5 steps for tapping social proof to boost sales
By Nishan Sothilingam, director of product, ResellerRatings
We're in the age of voice of the customer. Of course, for retailers, this isn't news. But every year yields new evidence that the digital age continues to restructure the buyer-seller dynamic. In today's trust economy, customers are finding tremendous value — and leverage — in social proof. And brands are seeing it become a powerful and persuasive form of digital marketing.
Ninety percent of buying decisions are influenced by reviews. While buyers have always sought opinions, social media is allowing customers to help each other across the entire buying journey — validating decisions, giving warning, and influencing purchases independent of retailer marketing. That's big, and getting bigger. Here's the power of social proof in stats:
- Consumer-driven activities (online reviews, personal recommendations, and in-store experiences) make up two-thirds of the touch points used during the shopper active-evaluation phase.
- 88 percent of consumers trust online reviews as much as personal recommendations
- Online orders increase by 10 percent when a single review appears on the product page(for product pages with at least 30 reviews, orders increased by 25 percent).
It's a buyers' world. But sellers that are willing to listen will find significant opportunities in the retail world's shifting power dynamic.
Unlocking social proof for a holiday lift
Holiday shoppers are more tuned in — to each other and to the digital and physical retail worlds — than at any other time of year: four of 10 holiday shoppers plan to research or share their purchase on social media. That's according to holiday benchmark research from CX provider ForeSee.

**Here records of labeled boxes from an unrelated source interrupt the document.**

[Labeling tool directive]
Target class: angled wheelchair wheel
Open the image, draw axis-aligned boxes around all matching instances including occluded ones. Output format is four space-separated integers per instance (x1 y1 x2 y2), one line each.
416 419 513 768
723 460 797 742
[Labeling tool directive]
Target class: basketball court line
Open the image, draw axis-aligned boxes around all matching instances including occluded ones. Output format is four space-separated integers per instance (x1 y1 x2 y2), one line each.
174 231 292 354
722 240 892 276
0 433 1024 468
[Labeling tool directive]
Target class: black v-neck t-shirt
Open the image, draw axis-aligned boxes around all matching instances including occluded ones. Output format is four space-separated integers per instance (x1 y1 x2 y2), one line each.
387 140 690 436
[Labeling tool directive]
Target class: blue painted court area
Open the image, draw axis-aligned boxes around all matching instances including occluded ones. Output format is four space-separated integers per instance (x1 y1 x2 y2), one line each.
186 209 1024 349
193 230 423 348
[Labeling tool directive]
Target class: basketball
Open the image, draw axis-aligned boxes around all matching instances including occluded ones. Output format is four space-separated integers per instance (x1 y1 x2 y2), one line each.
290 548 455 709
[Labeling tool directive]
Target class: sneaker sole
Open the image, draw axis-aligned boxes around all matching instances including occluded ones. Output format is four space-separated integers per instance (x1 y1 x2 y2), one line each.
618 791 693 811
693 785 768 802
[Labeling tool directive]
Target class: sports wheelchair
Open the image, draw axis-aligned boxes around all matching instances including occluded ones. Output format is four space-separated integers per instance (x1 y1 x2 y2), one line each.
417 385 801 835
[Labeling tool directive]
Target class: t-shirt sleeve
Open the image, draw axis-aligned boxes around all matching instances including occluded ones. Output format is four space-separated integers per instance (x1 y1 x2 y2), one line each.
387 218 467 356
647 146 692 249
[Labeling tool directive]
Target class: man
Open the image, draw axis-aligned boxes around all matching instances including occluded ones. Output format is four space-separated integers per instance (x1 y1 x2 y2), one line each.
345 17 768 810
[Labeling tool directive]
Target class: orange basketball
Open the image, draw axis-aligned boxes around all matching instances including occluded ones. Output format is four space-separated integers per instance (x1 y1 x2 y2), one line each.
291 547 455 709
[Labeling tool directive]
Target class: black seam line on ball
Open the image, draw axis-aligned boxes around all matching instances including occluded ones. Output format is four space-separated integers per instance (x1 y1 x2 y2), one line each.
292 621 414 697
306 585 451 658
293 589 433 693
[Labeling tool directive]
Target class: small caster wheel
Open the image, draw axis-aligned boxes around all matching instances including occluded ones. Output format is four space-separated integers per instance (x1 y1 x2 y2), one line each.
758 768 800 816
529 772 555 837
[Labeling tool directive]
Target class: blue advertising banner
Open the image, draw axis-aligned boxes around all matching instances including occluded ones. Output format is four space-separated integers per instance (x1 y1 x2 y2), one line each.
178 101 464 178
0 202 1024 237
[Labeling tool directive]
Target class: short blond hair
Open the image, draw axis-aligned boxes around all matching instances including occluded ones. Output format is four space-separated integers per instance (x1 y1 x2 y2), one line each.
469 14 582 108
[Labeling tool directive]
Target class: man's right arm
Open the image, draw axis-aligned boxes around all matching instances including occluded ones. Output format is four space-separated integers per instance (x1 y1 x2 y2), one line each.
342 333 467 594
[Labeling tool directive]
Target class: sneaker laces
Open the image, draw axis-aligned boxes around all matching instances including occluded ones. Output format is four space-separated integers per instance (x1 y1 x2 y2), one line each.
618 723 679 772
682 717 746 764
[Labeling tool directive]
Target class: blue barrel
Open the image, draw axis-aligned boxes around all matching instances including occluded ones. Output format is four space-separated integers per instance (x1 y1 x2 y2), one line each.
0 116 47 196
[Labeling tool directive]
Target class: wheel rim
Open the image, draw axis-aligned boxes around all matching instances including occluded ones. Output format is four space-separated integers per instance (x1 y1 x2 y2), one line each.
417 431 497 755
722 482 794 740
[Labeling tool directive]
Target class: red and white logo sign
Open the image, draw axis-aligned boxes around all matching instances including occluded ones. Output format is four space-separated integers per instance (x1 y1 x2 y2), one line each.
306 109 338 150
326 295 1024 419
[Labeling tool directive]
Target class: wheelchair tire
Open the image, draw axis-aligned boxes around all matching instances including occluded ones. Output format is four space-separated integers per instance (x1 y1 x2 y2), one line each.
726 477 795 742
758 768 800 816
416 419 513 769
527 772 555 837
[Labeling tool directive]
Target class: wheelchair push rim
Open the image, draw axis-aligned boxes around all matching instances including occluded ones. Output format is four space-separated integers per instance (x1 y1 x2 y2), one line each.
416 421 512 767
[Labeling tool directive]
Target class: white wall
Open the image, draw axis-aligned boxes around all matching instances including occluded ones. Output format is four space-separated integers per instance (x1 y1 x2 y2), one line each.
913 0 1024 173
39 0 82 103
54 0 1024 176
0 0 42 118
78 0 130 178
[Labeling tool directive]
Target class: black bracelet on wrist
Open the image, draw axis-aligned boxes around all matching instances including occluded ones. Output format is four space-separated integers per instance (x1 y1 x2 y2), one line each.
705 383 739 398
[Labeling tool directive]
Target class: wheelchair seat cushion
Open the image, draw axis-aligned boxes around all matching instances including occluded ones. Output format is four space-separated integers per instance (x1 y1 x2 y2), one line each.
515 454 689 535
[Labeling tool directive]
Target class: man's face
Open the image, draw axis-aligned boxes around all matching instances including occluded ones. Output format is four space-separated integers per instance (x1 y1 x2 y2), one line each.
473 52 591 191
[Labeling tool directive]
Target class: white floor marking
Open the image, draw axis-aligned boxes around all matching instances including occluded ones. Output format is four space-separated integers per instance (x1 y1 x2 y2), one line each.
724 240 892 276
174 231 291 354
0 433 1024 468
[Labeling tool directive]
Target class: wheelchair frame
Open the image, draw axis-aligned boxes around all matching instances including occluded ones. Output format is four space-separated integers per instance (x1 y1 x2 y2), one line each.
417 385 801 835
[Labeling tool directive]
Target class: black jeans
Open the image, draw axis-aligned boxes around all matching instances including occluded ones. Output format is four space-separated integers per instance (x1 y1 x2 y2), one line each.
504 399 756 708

More customers are doing more research, and sharing more reviews. What's a retailer to do? Harness it. Here's how:
1. Be ready now:Holiday benchmarks alo confirm that 31percent of customers do the majority of their shopping consistently throughout the holiday season. They're researching, buying, and writing reviews right now — from October 1 through Christmas day.
2. Give them an outlet: Shoppers want to and will share their opinions. Providing a way to do that — either as part of your site or through a third party — makes it easier for you and them. It gives customers a simple way to add reviews or star ratings, and gives you the ability to track and resolves issues. Working with a company that provides user-generated content solutions can help get reviews listed on Google, Bing, and other search results (and sometimes social sites) — places where shoppers are doing most of their research.
3. Go beyond text: Images help reviewers tell their stories about your brand and share what they love about your products. They attract attention more than copy alone, and create emotional connections that enhance online reviews: A mobile upload of a happy customer showing off the shoes they just bought from your site is rewarding for them, and helps other shoppers gain confidence in your products and your outlet.
4. Encourage engagement: Adding the ability for reviewers to ask and answer questions deepens social proof in several ways. It increases on-page engagement by bringing customers back to your site. Open discussion also improves credibility, showing that reviewers are free to speak honestly. Plus, Q&A features improve your ability to track customer satisfaction, and even allow you to assign customer queries to internal experts.
5. Get local: With mobile overtaking desktop searches, give your business an advantage by helping customers find you when they're out and about — shopping, running errands, or just out with friends. Talk to a third-party UGC manager about using a localized approach to getting star rating and reviews syndicated into optimized search channels.
Getting customer experience right is always a worthwhile investment. With attention and traffic on the rise for the 2017 holiday shopping season, every retailer should tap into social proof. The fact is the voice of the customer is going to happen where and when it wants to happen. It's far better to be plugged into that conversation, and finding ways to use it to your benefit, then be left out wondering what your customers are thinking — and why they're shopping at your competitor instead.